Words, as this study shows, have impact.

Larisa Heiphetz joined Columbia in 2016 after receiving her PhD from Harvard and completing her post-doc at Boston College. She has won the Early Career Research Contributions Award from the Society for Research in Child Development, as well as the International Social Cognition Network Early Career Award, and is a Visiting Scholar at the Russell Sage Foundation during the 2019-2020 academic year.

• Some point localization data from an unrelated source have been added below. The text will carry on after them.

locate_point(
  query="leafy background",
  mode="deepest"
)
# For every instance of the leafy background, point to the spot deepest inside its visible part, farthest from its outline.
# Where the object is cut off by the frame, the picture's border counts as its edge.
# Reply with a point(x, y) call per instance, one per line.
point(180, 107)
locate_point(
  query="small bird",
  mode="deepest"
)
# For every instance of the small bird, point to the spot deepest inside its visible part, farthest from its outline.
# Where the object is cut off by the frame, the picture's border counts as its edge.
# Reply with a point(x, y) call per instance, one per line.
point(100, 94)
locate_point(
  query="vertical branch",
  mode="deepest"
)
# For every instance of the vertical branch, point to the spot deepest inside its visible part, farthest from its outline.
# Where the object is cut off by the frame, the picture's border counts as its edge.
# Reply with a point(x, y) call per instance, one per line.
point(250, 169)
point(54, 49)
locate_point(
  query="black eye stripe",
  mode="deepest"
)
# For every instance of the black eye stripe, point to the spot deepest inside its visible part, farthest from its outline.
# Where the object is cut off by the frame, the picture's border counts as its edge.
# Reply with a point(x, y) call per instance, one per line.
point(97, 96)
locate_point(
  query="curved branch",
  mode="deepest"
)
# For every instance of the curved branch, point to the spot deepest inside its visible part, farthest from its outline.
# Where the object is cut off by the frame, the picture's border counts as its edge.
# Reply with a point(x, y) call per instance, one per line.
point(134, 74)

She regularly teaches three courses for undergraduates and graduate students on social cognition, moral psychology, and applications of psychological research to everyday life.

About this neuroscience research article

Source:
Columbia University
Media Contacts:
Jessica Guenzel – Columbia University
Image Source:
The image is credited to Nicoletta Barolini/Columbia University.

Original Research: Closed access
“Moral essentialism and generosity among children and adults”. Larisa Heiphetz.
Journal of Experimental Psychology: General doi:10.1037/xge0000587

Abstract

Moral essentialism and generosity among children and adults

Children and adults view many characteristics in an essentialist way—as innate, immutable, and biological. Prior work has typically investigated essentialism regarding broad domains (e.g., gender rather than maleness/femaleness). Using the example of morality, the current work asked whether individuals view different components of 1 domain (goodness/badness) differently and whether such views might influence behavior. Five- to 8-year-olds reported more essentialism than adults; however, both children and adults viewed goodness in more essentialist terms than badness. Although views of morally relevant characteristics in general did not significantly predict generosity (Study 1), essentialist views of the recipient did influence generosity (Studies 2 and 3). Adults shared fewer resources than would be expected by chance with people whose badness was described in essentialist terms (and consequently more resources than would be expected by chance with people whose badness was described in nonessentialist terms), an effect that did not appear to be driven by demand characteristics and that persisted even when both descriptions explicitly noted that the character would always remain bad. Although adults reported less essentialism than children, essentialist descriptions appeared to influence their behaviors more. This work highlights the need to investigate essentialism regarding specific domain components (e.g., goodness/badness) in addition to the domain overall (e.g., morality), partially because essentialism impacts behavior differently across components. Findings also suggest that emphasizing situational factors contributing to wrongdoing and a transgressor’s ability to change may benefit people when they have committed moral violations.